高校にもなると野放しにしていいと思われるのか、良くも悪くも中学より自由にしてるヤツが出てくる。クラスの女子にもそんなのがいて、時々大量の焼き菓子を作ってきてはクラス中に振る舞っていた。街中がピンクに染まった二月半ばの今日にもブラウニーを量産してきたみたいで、男子女子関係なく配り歩いている。クラスメイトの俺どころか、
「え、オレも貰っていいの?」
すっかり顔馴染みになった、二学年上のセンパイにまで。
***
ざわざわと人通りの多い駅の改札を出る。そのまま寮までの道を歩き出そうとして、隣に誰もいないことに気付いて振り返る。俺の後ろ、少し離れたところで画面を覗いていた九門は、ものすごくニヤついた顔でスマホを仕舞って左右を見る。改札の先にいる俺を見つけると目を大きく見開いて、ぱたぱたと小走りで俺の前まで来た。
「莇!ごめん、待たせちゃったな」
「別に。お前、すげーニヤけ面してた。ウケる」
「え!?」
そんなだったかなー。頬をぐにゃぐにゃ揉み始めた九門の横を歩きながら、十座さん?と聞いてみる。こいつをあそこまでの表情にする人は多分他にいない。

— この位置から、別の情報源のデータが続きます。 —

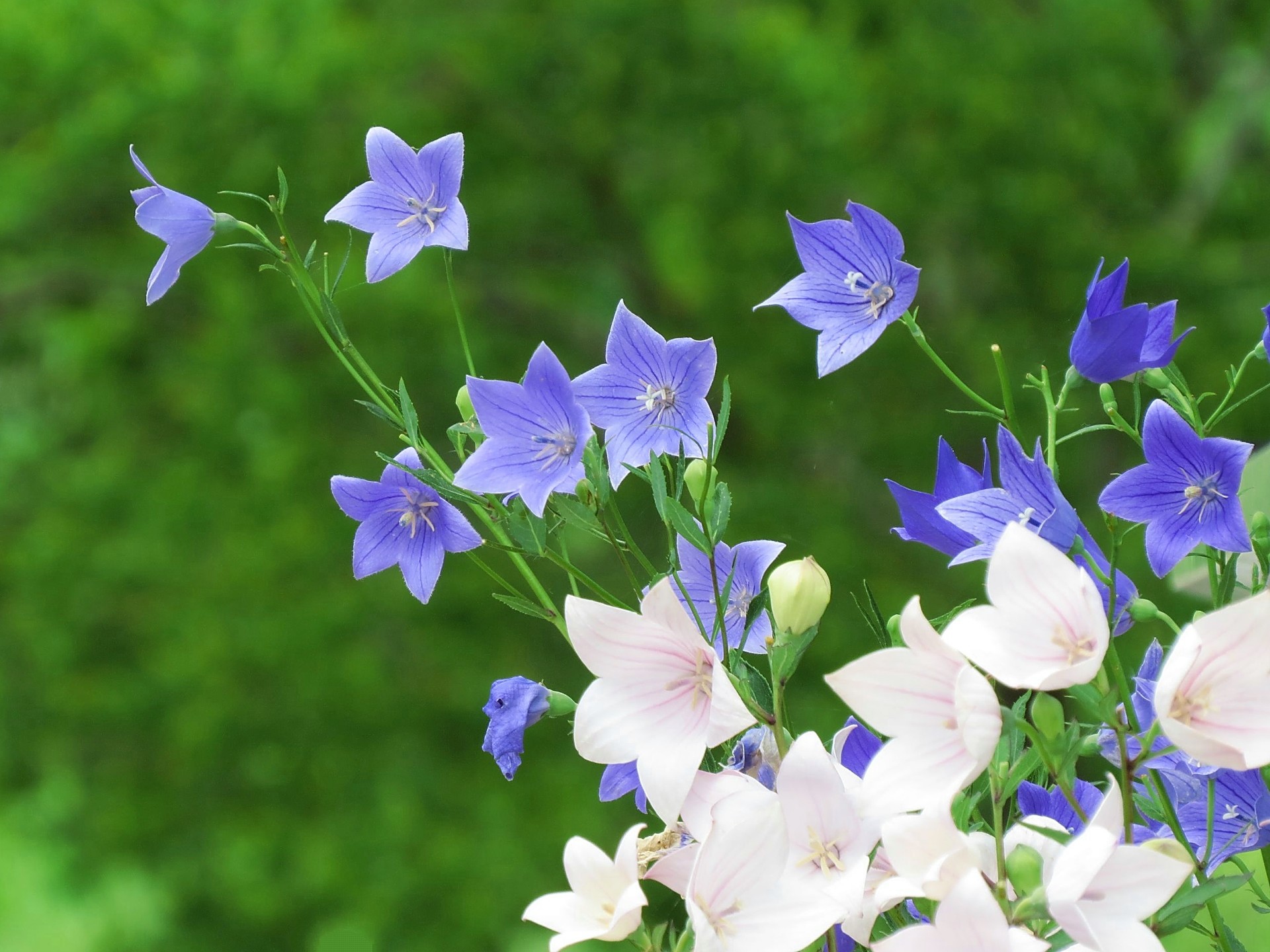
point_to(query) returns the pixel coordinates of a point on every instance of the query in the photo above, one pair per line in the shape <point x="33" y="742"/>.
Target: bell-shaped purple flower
<point x="535" y="434"/>
<point x="515" y="705"/>
<point x="405" y="524"/>
<point x="651" y="395"/>
<point x="854" y="284"/>
<point x="185" y="223"/>
<point x="1113" y="340"/>
<point x="746" y="564"/>
<point x="917" y="510"/>
<point x="1187" y="492"/>
<point x="411" y="202"/>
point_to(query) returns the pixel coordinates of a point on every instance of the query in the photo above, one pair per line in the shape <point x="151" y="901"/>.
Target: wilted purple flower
<point x="411" y="202"/>
<point x="185" y="223"/>
<point x="651" y="395"/>
<point x="535" y="434"/>
<point x="1113" y="340"/>
<point x="854" y="284"/>
<point x="620" y="779"/>
<point x="917" y="510"/>
<point x="1035" y="800"/>
<point x="1187" y="492"/>
<point x="404" y="522"/>
<point x="515" y="705"/>
<point x="746" y="563"/>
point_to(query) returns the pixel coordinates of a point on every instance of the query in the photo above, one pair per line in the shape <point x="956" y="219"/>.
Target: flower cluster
<point x="947" y="814"/>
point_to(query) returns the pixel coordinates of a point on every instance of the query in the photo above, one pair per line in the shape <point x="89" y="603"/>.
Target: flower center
<point x="425" y="212"/>
<point x="1202" y="491"/>
<point x="876" y="294"/>
<point x="415" y="510"/>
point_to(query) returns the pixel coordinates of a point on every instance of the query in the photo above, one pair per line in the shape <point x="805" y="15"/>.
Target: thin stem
<point x="920" y="338"/>
<point x="459" y="317"/>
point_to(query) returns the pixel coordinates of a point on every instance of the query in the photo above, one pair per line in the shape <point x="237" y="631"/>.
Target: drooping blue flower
<point x="651" y="395"/>
<point x="620" y="779"/>
<point x="1187" y="492"/>
<point x="854" y="284"/>
<point x="859" y="746"/>
<point x="185" y="223"/>
<point x="757" y="756"/>
<point x="411" y="202"/>
<point x="917" y="510"/>
<point x="404" y="522"/>
<point x="515" y="705"/>
<point x="1113" y="340"/>
<point x="535" y="434"/>
<point x="745" y="564"/>
<point x="1035" y="800"/>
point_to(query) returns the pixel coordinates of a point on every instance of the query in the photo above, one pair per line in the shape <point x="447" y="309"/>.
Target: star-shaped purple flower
<point x="404" y="522"/>
<point x="411" y="202"/>
<point x="854" y="284"/>
<point x="515" y="705"/>
<point x="651" y="395"/>
<point x="746" y="563"/>
<point x="917" y="510"/>
<point x="535" y="434"/>
<point x="1187" y="492"/>
<point x="185" y="223"/>
<point x="1113" y="340"/>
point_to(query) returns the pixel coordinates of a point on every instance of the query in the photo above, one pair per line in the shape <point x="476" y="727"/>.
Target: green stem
<point x="920" y="338"/>
<point x="459" y="317"/>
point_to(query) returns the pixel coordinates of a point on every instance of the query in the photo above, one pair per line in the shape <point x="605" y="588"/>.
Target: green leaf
<point x="521" y="604"/>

「んー、あってるけどちょっと違う!LIMEしてたのは椋で、兄ちゃんにあげるケーキの話してた!」
バレンタインだから!そう言って九門は笑う。――そう、今日は二月十四日。限定のチョコやらクッキーやら、甘い洋菓子が山ほど出るこの時期、夏組の従兄弟は二人で劇団一のスイーツ好きにチョコケーキを作るらしい。
「ケーキといえばさ、さっき莇のクラスの子もくれたよね」
九門は歩きながらバッグに手を突っ込んでブラウニーの包みを取り出す。それを横目に見ながら、俺もバッグを少し開けて貰ったそれを覗き込む。かさ、紙袋が音を立てる。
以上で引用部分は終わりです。